La Chine Populaire se sentait plus forte. La Chine qui se faisait auparavant mettre en déroute par le Japon avait repris une certaine stature internationale. L’étatisme avait amené un certain développement économique, en particulier dans l’industrie. L’analphabétisme avait considérablement reculé. Le pays avait été le cinquième au monde à se doter de l’arme nucléaire, en 1964. Le régime se sentait en mesure d’ouvrir ses portes aux investissements étrangers tout en conservant un contrôle certain pour ne pas retomber à la situation de semi-colonie. De l’autre côté, les États-Unis avaient pu apprécier le fait que le nouveau régime faisait preuve d’une certaine stabilité et pouvait devenir garant d’un certain ordre dans la région. La Chine populaire s’était imposée comme incontournable, mieux valait traiter directement avec elle que d’espérer un effondrement qui ne venait pas. S’allier à la Chine signifiait aussi alors pour les États-Unis s’allier à un ennemi de l’URSS.

Les capitalistes reviennent, la dictature reste

Le développement du capitalisme et de la bourgeoisie, avec lesquels la Chine avait renoué après ce qui ne fut finalement qu’une brève parenthèse, ne changea pas fondamentalement la nature du régime chinois. Toujours un régime nationaliste, c’est-à-dire bourgeois... et toujours une dictature féroce.

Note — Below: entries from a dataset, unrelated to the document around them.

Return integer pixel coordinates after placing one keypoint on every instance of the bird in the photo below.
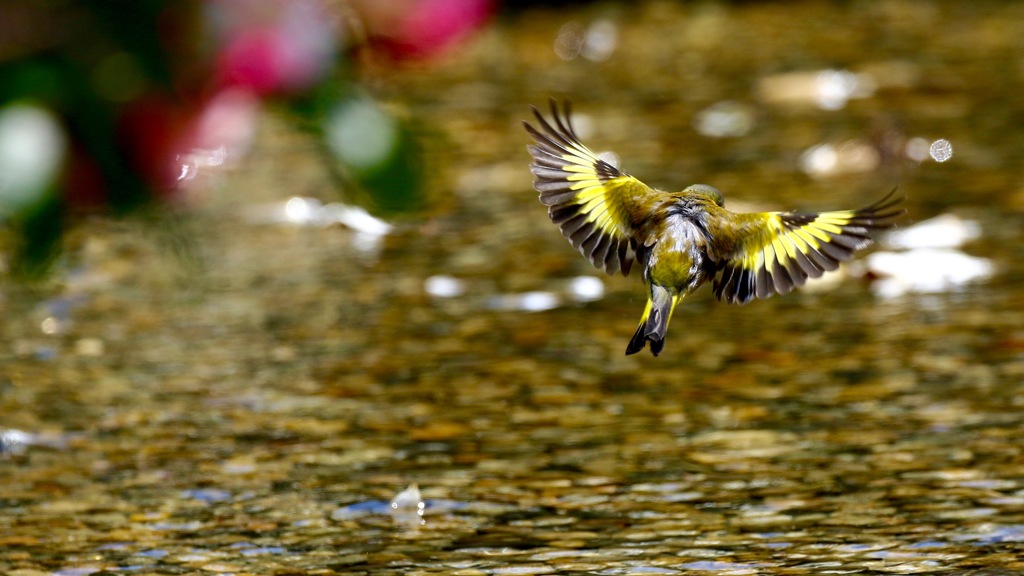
(682, 240)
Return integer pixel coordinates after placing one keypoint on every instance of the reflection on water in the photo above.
(262, 413)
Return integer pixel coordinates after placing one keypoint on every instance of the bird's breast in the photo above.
(676, 260)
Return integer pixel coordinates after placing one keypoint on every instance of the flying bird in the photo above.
(684, 239)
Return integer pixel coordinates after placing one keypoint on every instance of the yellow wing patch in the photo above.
(780, 250)
(585, 196)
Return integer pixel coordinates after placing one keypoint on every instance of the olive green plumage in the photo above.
(684, 239)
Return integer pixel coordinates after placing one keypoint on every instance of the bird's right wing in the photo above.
(774, 252)
(596, 206)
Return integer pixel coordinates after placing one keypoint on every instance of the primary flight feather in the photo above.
(684, 239)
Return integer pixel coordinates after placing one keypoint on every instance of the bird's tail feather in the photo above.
(654, 322)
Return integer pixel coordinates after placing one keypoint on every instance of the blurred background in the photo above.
(278, 295)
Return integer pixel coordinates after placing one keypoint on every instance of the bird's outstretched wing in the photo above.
(596, 206)
(775, 251)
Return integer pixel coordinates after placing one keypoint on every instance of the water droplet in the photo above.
(941, 150)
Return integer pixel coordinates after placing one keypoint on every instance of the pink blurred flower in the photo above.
(419, 29)
(272, 47)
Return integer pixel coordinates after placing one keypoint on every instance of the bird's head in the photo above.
(709, 191)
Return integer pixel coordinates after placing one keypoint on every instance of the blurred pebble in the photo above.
(89, 346)
(441, 286)
(407, 506)
(944, 231)
(828, 159)
(586, 288)
(725, 119)
(828, 89)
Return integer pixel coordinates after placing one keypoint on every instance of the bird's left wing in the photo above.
(596, 206)
(773, 252)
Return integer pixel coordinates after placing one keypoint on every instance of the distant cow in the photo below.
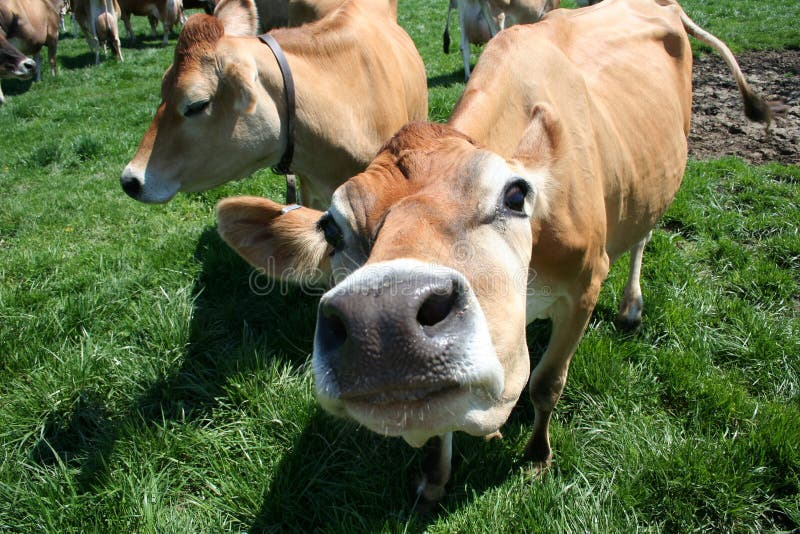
(169, 12)
(479, 20)
(30, 25)
(13, 63)
(358, 78)
(568, 145)
(98, 20)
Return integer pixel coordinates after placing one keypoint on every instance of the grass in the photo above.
(144, 387)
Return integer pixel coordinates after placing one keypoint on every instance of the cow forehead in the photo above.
(448, 188)
(199, 37)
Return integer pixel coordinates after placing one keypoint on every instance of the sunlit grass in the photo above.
(144, 387)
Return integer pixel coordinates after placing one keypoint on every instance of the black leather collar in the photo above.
(284, 165)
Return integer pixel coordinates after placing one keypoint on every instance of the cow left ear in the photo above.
(283, 241)
(542, 138)
(239, 17)
(243, 82)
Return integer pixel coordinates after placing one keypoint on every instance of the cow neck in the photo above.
(284, 166)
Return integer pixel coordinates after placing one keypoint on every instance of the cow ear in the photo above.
(542, 138)
(239, 17)
(242, 80)
(282, 241)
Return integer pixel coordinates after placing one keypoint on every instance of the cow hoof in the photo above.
(626, 324)
(537, 470)
(427, 496)
(494, 435)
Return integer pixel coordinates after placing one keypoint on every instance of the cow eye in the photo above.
(331, 231)
(514, 197)
(195, 107)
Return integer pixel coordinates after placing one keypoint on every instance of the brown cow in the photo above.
(98, 20)
(567, 146)
(479, 20)
(357, 75)
(31, 24)
(169, 12)
(13, 63)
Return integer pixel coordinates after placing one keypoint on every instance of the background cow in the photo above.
(358, 78)
(30, 25)
(169, 12)
(479, 20)
(567, 146)
(13, 63)
(98, 20)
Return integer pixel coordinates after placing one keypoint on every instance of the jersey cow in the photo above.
(457, 236)
(13, 63)
(30, 25)
(169, 12)
(479, 20)
(357, 75)
(98, 20)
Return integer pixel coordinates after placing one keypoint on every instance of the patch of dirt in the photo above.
(719, 127)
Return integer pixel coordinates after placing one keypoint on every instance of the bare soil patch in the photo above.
(719, 127)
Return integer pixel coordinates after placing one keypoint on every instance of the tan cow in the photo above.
(305, 11)
(13, 63)
(479, 20)
(30, 25)
(169, 12)
(98, 20)
(567, 146)
(358, 79)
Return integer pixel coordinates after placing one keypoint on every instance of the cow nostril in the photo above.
(332, 332)
(131, 185)
(436, 307)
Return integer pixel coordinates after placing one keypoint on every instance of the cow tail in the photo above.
(755, 108)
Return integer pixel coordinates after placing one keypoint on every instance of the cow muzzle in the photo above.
(403, 347)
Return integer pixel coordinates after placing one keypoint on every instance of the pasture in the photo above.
(148, 383)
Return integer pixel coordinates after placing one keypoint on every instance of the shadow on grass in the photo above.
(230, 325)
(13, 86)
(339, 477)
(447, 80)
(81, 61)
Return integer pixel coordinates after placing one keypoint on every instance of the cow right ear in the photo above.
(239, 17)
(283, 241)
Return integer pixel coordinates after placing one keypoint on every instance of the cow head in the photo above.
(429, 249)
(215, 118)
(13, 63)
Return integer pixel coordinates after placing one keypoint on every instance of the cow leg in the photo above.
(167, 29)
(630, 309)
(465, 50)
(493, 29)
(94, 42)
(446, 35)
(436, 466)
(38, 59)
(550, 375)
(126, 20)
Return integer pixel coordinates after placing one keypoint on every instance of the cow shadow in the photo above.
(81, 61)
(227, 336)
(12, 86)
(338, 474)
(447, 80)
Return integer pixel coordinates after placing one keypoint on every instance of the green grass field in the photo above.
(145, 388)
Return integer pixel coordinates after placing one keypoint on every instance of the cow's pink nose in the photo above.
(399, 331)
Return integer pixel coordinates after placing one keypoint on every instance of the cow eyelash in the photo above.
(515, 194)
(196, 108)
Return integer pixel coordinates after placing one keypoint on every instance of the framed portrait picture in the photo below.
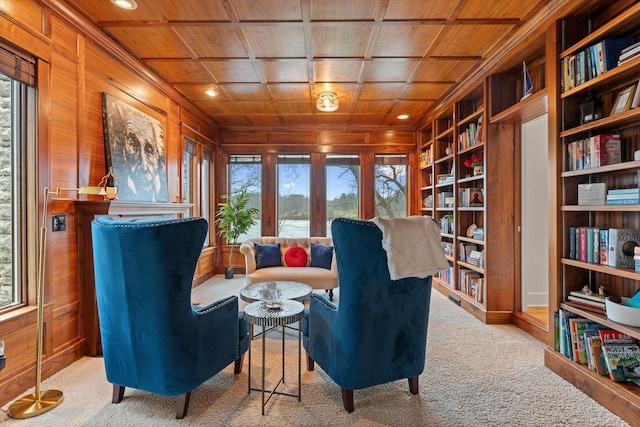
(623, 100)
(134, 146)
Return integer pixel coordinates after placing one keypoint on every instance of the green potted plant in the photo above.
(233, 219)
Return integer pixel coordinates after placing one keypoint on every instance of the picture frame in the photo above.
(623, 100)
(134, 147)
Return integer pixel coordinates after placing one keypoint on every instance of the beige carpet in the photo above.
(476, 375)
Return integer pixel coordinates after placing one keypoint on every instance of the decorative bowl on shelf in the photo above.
(621, 313)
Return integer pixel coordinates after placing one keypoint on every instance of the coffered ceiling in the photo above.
(269, 59)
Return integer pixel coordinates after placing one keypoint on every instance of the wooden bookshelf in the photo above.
(606, 20)
(458, 132)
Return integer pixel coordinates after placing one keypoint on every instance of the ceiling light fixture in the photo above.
(125, 4)
(327, 102)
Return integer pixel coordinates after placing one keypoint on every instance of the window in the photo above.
(17, 139)
(343, 187)
(391, 185)
(294, 173)
(245, 173)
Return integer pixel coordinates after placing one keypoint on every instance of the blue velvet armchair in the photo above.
(378, 332)
(153, 339)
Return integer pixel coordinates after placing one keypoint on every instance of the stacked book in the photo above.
(629, 53)
(622, 196)
(587, 301)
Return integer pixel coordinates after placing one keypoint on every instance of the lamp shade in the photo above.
(327, 102)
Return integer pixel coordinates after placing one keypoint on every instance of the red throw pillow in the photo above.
(295, 256)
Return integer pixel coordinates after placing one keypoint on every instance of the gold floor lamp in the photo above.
(39, 402)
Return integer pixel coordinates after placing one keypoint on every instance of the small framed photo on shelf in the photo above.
(623, 100)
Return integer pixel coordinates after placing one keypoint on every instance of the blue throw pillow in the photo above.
(268, 255)
(321, 256)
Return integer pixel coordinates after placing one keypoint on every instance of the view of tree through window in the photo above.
(245, 173)
(17, 132)
(391, 185)
(343, 187)
(294, 173)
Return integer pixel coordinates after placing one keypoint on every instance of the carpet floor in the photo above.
(475, 375)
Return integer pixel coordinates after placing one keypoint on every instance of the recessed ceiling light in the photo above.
(125, 4)
(327, 102)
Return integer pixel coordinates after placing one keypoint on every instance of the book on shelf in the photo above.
(593, 347)
(623, 362)
(635, 103)
(588, 296)
(622, 242)
(582, 306)
(587, 301)
(611, 336)
(593, 61)
(595, 151)
(581, 331)
(476, 258)
(629, 52)
(604, 246)
(622, 196)
(587, 244)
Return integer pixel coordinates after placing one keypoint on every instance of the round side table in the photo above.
(258, 315)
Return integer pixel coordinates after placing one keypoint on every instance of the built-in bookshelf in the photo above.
(583, 31)
(466, 208)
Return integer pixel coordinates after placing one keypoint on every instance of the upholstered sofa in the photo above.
(318, 277)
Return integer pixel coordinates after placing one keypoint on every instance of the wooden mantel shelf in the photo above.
(126, 209)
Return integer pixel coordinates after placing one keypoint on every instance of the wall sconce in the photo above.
(590, 109)
(327, 102)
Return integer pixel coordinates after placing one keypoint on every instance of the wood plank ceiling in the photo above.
(269, 59)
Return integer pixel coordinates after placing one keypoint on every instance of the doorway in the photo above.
(534, 222)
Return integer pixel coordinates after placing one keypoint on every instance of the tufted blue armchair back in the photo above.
(153, 339)
(378, 331)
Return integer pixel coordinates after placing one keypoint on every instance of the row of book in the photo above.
(471, 197)
(469, 253)
(445, 199)
(587, 300)
(622, 196)
(446, 275)
(594, 152)
(472, 135)
(471, 283)
(447, 248)
(591, 62)
(608, 246)
(629, 52)
(426, 157)
(603, 350)
(445, 225)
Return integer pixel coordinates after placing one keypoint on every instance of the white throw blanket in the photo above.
(412, 245)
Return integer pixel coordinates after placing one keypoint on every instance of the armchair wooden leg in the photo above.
(118, 393)
(237, 367)
(347, 399)
(183, 405)
(310, 363)
(413, 385)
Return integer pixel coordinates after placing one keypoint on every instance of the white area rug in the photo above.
(475, 375)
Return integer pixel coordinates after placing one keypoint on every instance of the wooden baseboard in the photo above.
(11, 388)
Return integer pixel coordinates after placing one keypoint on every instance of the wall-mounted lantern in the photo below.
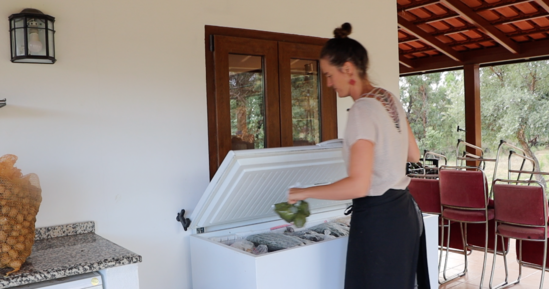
(32, 37)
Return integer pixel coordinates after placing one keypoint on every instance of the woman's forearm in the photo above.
(356, 185)
(343, 189)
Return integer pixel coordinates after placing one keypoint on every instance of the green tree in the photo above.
(514, 105)
(434, 107)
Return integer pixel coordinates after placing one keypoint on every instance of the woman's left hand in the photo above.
(295, 195)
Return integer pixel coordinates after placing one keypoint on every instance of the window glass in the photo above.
(514, 106)
(305, 102)
(247, 98)
(434, 105)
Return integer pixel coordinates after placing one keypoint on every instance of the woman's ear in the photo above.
(348, 68)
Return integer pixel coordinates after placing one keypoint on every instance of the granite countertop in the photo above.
(67, 250)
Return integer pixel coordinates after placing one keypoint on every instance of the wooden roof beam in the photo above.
(468, 14)
(415, 5)
(544, 4)
(427, 38)
(405, 61)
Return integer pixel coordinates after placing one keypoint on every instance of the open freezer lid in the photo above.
(249, 182)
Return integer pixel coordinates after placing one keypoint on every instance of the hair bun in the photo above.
(343, 31)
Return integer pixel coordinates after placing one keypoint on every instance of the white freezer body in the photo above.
(238, 201)
(316, 266)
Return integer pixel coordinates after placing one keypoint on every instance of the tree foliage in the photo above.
(514, 107)
(434, 107)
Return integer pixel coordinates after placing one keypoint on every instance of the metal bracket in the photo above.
(186, 222)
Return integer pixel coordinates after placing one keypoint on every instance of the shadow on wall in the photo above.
(17, 111)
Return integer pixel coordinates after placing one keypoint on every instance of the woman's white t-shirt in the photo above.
(379, 117)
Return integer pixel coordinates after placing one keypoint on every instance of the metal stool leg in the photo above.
(460, 274)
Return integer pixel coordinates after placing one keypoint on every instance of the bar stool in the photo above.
(464, 199)
(426, 193)
(520, 213)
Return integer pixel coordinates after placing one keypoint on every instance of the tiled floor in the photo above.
(530, 277)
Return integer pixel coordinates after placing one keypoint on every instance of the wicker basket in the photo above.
(20, 198)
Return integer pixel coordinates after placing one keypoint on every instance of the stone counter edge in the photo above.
(64, 230)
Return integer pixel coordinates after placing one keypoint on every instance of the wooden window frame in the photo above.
(328, 104)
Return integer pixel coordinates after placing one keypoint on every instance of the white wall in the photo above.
(117, 129)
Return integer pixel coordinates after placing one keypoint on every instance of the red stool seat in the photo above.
(520, 232)
(466, 215)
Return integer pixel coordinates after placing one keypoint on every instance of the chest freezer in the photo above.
(238, 203)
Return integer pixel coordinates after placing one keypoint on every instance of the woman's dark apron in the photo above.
(386, 244)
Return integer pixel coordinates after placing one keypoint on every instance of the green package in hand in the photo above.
(296, 213)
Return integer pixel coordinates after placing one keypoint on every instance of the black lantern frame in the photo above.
(32, 37)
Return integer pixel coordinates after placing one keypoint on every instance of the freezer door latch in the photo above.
(186, 222)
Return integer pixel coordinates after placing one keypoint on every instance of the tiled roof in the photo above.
(445, 34)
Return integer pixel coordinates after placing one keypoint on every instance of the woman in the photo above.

La répression violente de la mobilisation étudiante en 1989 en a été une démonstration devant le pays entier. Cette répression, par les chars place Tian’anmen, a fait certainement plus de 2 000 morts. Et, les années qui ont suivi, la persécution des opposants a redoublé. Une façon de rappeler à la population qu’il ne faut pas contester l’autorité du parti dirigeant. Une répression qui s’abat aujourd’hui aussi bien sur les intellectuels contestataires que sur les travailleurs en lutte, les paysans ou les minorités nationales. Une répression qui, au-delà des usuelles protestations de principe, ne dérange aucunement les grands de ce monde, bien au contraire.